Arithmetical operations with matrices can be performed by using the standard arithmetical operators of MuPAD.

E.g., if A and B are two matrices defined by Dom::Matrix(R), A + B computes the sum, and A * B computes the product of the two matrices, provided that the dimensions are appropriate.

Similarly, A^(-1) or 1/A computes the inverse of a square matrix A if it exists. Otherwise, FAIL is returned. See Example 1.

Many system functions are overloaded for matrices, such as map, subs, has, zip, E.g., use conjugate to compute the complex conjugate of a matrix, norm to compute matrix norms, or exp to compute the exponential of a matrix.

Most of the functions in the MuPAD linear algebra package linalg work with matrices. For example, to compute the determinant of a square matrix A, call linalg::det(A). The command linalg::gaussJordan(A) performs Gauss-Jordan elimination on A to transform A to its reduced row echelon form.

See the documentation of linalg for a list of available functions of this package.

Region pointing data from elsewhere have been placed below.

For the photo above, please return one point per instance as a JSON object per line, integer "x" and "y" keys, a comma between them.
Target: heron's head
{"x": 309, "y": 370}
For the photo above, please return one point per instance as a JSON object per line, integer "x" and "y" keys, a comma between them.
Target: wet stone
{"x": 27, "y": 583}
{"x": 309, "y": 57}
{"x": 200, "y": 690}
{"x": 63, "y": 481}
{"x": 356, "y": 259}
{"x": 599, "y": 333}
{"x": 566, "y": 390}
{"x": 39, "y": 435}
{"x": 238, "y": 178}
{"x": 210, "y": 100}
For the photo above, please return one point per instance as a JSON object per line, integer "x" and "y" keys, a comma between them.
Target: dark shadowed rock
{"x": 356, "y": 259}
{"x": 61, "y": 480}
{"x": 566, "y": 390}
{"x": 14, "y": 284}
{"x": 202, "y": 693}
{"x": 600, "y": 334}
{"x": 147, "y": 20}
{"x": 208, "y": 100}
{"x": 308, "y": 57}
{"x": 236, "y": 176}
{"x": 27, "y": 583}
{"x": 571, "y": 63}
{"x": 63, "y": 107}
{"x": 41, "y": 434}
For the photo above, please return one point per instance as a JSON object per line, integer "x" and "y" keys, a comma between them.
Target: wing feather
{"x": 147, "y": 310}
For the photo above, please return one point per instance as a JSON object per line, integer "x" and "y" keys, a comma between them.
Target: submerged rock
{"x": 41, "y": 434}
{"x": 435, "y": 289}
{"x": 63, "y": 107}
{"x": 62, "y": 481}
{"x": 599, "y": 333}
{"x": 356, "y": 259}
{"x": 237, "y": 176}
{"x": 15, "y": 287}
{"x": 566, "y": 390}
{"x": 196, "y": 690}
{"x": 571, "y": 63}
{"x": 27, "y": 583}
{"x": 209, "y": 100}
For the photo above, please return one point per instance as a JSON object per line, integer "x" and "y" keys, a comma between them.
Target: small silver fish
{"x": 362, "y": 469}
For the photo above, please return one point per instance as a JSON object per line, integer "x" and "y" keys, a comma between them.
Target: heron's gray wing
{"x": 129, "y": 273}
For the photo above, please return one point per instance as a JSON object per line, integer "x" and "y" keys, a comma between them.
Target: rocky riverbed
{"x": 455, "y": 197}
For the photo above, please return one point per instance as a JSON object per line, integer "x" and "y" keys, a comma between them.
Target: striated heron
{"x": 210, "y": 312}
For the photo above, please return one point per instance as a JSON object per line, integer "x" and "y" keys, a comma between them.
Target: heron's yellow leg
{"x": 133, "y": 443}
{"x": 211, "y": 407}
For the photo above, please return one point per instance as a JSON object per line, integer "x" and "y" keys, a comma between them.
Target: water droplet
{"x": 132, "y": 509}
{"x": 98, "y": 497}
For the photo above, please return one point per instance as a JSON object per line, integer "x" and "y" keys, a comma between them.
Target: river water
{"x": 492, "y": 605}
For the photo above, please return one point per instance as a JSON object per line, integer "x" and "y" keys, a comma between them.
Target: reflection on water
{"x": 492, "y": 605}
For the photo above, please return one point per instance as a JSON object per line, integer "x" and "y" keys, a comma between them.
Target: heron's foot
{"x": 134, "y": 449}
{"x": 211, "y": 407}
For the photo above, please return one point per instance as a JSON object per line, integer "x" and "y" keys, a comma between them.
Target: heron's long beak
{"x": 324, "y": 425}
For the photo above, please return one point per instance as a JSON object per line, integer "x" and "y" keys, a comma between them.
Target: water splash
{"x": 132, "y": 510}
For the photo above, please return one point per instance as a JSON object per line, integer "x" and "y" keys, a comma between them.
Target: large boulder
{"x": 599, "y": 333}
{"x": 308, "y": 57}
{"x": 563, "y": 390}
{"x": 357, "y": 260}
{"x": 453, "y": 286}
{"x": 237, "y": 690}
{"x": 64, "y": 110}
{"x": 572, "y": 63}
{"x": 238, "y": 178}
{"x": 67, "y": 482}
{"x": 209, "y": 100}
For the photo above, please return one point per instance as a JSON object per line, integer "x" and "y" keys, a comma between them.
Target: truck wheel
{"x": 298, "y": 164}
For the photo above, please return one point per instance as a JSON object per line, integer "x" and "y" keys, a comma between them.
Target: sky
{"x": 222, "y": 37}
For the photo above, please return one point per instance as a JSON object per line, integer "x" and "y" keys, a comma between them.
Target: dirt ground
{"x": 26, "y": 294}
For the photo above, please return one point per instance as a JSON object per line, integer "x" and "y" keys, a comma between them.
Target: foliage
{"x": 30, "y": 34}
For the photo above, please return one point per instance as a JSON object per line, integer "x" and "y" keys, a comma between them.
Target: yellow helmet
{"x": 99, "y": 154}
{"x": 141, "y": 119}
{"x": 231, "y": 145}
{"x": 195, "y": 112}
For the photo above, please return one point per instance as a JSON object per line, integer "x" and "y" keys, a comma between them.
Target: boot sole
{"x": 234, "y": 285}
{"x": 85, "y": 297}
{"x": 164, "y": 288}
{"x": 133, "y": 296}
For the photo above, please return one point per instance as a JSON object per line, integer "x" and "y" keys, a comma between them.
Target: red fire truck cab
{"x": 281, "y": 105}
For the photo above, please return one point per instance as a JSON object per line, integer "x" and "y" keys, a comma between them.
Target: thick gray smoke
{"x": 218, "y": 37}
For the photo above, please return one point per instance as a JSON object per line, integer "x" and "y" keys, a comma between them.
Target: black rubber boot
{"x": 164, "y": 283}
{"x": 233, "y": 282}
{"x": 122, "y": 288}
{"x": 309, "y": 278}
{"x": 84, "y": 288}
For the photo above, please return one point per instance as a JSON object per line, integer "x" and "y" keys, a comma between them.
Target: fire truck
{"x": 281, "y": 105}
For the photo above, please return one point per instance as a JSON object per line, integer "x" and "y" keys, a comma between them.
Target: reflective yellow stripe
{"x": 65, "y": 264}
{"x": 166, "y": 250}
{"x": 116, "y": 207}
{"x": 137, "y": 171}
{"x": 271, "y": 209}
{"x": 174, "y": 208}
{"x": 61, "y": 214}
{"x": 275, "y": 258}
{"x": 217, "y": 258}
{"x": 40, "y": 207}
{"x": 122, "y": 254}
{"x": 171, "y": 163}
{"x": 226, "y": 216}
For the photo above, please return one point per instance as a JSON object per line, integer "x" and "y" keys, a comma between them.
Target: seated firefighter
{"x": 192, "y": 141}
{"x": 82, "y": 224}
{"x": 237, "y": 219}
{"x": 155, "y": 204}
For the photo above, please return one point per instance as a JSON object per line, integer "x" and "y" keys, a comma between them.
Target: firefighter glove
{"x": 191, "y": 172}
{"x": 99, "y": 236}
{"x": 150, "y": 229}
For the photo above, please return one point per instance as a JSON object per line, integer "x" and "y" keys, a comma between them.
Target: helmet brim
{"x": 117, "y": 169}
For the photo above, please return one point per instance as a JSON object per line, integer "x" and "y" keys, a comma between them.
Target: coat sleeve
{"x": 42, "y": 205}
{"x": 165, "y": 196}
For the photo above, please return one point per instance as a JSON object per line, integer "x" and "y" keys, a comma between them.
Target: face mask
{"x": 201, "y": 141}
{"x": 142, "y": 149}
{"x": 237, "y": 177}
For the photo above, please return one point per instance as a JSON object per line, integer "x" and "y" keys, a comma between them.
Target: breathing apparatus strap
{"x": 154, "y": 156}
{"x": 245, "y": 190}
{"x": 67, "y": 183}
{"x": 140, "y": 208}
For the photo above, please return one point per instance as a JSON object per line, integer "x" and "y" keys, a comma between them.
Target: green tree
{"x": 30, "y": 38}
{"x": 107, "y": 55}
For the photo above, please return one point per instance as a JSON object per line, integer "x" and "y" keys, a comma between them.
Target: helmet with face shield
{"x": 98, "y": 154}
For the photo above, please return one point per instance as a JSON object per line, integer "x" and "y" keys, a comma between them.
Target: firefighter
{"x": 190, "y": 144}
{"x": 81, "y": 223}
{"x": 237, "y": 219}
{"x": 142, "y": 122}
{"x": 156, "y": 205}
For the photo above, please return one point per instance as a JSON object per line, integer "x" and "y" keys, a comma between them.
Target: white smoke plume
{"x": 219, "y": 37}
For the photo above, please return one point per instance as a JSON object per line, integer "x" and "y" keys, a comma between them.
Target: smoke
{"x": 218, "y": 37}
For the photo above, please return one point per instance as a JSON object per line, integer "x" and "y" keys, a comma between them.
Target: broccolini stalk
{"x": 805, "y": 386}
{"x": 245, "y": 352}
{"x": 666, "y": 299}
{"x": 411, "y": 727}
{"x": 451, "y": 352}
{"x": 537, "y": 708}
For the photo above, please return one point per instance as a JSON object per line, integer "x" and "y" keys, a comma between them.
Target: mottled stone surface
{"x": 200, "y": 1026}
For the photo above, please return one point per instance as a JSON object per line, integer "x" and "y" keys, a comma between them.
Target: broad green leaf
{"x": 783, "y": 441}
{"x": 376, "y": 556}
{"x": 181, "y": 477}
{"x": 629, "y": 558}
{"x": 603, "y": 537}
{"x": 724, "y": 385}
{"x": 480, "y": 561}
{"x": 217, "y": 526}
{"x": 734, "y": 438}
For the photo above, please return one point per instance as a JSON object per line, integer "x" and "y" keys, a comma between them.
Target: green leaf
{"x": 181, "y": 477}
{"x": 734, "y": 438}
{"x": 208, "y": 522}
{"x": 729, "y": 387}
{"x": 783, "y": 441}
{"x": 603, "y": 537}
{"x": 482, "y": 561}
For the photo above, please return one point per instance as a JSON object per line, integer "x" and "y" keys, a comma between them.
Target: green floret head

The domain Dom::Matrix(R) represents matrices over R of arbitrary size. Therefore, it does not have any algebraic structure (other than being a set of matrices).

In this help page, we use the following notations for a matrix A (an element of Dom::Matrix(R)):

• nrows(A) denotes the number of rows of A.

• ncols(A) denotes the number of columns of A.

• A row index is an integer in the range from 1 to nrows(A).

• A column index is an integer in the range from 1 to ncols(A).

 Note:   The number of rows and columns, respectively, of a matrix must be less than 231.
 Note:   The components of a matrix are no longer evaluated after the creation of the matrix, i.e., if they contain free identifiers they will not be replaced by their values.

### Element Creation

Dom::Matrix(R)(Array) and Dom::Matrix(R)(Matrix) create a new matrix with the dimension and the components of Array and Matrix, respectively.

The components of Array or Matrix are converted to elements of the domain R. An error message is issued if one of these conversions fails.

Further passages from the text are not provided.